Combined N- and O- and other glycosylation defects are important because they appear to affect trafficking in the glycosylation machinery. Several of these disorders involve defects in channels involved in activated sugar-nucleotide transport (SLCx-CDG). Some affect vesicular transport (COGx-CDG) in general. Others affect the process of sugar activation (attaching nucleotides to monosaccharides so that they can be used for glycosylation). And yet others cause abnormalities in the Golgi apparatus structure (TMEMx-CDG) that is needed to be intact for glycosylation to proceed.

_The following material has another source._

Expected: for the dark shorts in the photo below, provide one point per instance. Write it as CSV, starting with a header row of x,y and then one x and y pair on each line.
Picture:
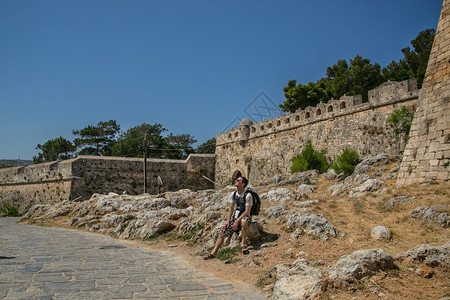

In the neonate, the most frequent presenting symptoms of combined glycosylation defects include neonatal microcephaly; neonatal seizures; strabismus; hypotonia; dysmorphic features, especially cutis laxa; feeding problems with growth delay; and hepatic involvement. Neonatal cholestatic hepatic failure can be the presenting or predominant symptom of a neonate with a combined defect. Encompassing a very large group of disorders, presentations are heterogeneous and include not only multisystemic diseases, but also single-system disorders such as congenital dyserythropoietic anemia type II due to SEC23B-CDG.